We made a bee line for the famous flag that Francis Scott Key spied that fateful morning over Fort McHenry in Baltimore. Key, an attorney turned amateur poet, was awestruck by the flag’s resilience and, realizing that Fort McHenry had not surrendered to The British, was moved to write the famous poem on the back of a letter he was carrying.

Star-Spangled Banner museum of american history

It wasn’t until 1931 that Congress voted to adopt “The Star-Spangled Banner” as the official National Anthem for The United States and, although we only sing the first verse, the anthem actually has four.

Star-Spangled Banner gallery entrance flag
Photos are not permitted in the exhibit, but it was very easy to embed the details and beauty into my brain! The banner’s gallery entrance is composed of fifteen ribbons, each with reflective polycarbonate squares giving the feel of movement simply by its ingenious installation. The gallery’s entry corridor serves two purposes- it gives basic information on the Star-Spangled Banner and provides a light barrier for the flag itself as a need for preservation. 
The revered flag is encased in glass with dark lighting to further preserve it from fading and disintegration.
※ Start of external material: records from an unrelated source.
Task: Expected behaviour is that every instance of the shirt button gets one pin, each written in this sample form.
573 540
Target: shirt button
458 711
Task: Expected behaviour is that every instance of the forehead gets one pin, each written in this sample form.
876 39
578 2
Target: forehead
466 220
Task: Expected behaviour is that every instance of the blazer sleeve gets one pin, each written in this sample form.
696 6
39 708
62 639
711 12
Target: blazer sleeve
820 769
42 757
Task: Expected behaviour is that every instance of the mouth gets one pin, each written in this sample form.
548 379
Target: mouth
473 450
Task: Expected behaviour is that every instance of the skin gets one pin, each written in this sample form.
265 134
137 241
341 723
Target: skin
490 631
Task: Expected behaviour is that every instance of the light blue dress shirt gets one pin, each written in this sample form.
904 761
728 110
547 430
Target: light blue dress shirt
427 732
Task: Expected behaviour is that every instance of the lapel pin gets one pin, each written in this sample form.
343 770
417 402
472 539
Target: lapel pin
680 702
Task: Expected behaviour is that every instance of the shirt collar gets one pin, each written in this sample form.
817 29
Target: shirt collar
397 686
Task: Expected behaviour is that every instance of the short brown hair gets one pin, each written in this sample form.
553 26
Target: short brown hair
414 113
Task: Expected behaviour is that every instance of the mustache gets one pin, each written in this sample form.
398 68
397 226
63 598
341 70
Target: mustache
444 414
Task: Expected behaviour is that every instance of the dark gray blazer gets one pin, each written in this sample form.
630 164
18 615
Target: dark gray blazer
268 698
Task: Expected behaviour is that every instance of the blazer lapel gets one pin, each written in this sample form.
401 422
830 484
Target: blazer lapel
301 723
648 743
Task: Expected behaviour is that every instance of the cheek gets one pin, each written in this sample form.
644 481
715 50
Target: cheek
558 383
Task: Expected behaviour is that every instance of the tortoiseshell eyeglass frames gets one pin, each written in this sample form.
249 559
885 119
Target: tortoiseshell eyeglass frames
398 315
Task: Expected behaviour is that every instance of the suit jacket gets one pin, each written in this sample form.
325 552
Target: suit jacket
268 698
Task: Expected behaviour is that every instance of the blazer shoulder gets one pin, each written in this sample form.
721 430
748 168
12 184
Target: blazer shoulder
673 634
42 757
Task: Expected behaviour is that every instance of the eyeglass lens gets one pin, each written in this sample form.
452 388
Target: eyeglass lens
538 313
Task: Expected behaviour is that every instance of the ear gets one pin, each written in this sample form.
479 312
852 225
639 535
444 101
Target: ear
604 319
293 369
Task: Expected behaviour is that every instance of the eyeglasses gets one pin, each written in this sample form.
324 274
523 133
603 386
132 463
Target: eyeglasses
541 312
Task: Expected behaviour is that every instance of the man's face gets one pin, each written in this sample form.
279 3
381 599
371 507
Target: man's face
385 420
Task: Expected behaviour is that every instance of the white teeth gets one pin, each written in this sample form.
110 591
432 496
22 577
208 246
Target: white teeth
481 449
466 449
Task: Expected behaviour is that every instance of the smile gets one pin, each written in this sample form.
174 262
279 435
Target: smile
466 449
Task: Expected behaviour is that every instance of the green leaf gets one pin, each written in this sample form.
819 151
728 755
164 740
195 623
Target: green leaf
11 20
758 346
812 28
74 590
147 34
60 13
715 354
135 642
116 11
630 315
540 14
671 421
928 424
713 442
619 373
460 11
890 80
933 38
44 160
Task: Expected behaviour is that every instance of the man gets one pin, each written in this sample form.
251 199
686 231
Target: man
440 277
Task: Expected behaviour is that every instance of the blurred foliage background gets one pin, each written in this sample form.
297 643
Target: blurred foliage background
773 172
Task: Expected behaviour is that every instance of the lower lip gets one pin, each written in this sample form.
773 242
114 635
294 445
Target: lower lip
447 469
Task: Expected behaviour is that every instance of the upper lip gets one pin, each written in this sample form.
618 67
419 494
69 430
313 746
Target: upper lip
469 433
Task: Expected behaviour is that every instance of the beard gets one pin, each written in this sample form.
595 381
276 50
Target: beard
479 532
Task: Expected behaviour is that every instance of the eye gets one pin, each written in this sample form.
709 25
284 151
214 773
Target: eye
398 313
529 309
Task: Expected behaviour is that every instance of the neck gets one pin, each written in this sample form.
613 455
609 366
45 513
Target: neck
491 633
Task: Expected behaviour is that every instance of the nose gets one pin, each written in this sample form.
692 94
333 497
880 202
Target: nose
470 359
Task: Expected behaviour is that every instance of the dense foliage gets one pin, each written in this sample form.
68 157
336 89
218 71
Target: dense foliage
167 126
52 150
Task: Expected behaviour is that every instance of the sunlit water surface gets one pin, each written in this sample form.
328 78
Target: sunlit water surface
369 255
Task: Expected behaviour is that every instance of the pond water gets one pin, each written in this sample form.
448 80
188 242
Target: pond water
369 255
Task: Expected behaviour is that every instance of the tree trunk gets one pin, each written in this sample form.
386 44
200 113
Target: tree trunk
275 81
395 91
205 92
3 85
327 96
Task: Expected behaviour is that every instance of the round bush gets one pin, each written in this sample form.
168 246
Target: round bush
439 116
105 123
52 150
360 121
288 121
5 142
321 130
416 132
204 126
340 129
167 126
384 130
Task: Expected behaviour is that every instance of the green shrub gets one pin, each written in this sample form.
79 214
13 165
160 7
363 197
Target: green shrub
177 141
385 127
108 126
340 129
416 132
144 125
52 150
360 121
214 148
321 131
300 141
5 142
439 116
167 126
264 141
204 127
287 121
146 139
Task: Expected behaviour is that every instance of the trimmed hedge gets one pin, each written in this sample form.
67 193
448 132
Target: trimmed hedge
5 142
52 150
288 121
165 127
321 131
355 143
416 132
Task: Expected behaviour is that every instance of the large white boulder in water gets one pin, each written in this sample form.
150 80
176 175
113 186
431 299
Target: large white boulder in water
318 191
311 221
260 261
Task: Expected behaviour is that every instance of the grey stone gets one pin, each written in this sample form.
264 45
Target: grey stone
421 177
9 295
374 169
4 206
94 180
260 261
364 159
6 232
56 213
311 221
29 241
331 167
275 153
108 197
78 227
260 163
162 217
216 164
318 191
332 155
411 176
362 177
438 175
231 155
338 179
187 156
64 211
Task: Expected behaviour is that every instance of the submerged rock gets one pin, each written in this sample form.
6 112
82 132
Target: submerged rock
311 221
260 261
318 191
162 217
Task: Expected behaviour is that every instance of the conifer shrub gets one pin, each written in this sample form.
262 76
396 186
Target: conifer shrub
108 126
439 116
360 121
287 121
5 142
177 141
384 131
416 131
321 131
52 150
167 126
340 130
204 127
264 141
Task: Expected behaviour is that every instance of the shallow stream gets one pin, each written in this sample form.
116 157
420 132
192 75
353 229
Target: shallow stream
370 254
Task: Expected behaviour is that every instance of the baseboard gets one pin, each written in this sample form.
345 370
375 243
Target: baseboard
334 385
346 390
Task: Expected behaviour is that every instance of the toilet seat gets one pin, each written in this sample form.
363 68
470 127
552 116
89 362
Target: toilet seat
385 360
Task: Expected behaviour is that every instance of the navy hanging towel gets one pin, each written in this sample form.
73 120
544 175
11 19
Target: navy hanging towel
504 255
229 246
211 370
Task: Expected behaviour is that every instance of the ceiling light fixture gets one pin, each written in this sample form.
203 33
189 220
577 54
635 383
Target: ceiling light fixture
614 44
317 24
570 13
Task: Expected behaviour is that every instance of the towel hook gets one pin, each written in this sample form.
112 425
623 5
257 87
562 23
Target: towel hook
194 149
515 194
It’s 15 stripes and 14 stars (one was removed and given away in the 1800’s) is laid on an incline for easy viewing. In 2000, the linen backing that was sewn onto the flag was removed, and some 1.7 million stitches removed as well by conservators to protect the flag from further damage. 
Although this particular version of the flag is far too precious and delicate to fly on a flagpole, it is not hard to imagine how impressive the flag looked in its heyday. In fact, it is because of the rich history of the flag that so many Americans proudly fly recreations of it on flagpoles at home. Accordingly, if you are considering flying the flag yourself, you can find some helpful tips on the Flagpoles Etc website here: https://flagpolesetc.com/blog/how-to-clean-your-aluminum-flagpole.
The exit corridor is just as interesting as the entrance and delves into details of its creation. A video clip showing Whitney Houston beautifully sing the anthem is continuously played and truly adds to the patriotic feel of the exhibit. 
It’s only fitting that my post today should convey patriotism and the love of The United States. We’ve persevered through numerous wars and conflicts, through depressions and times of growth. Through all of this, patriotism has always shone and will always shine. 
Happy 4th of July, and Happy Travels!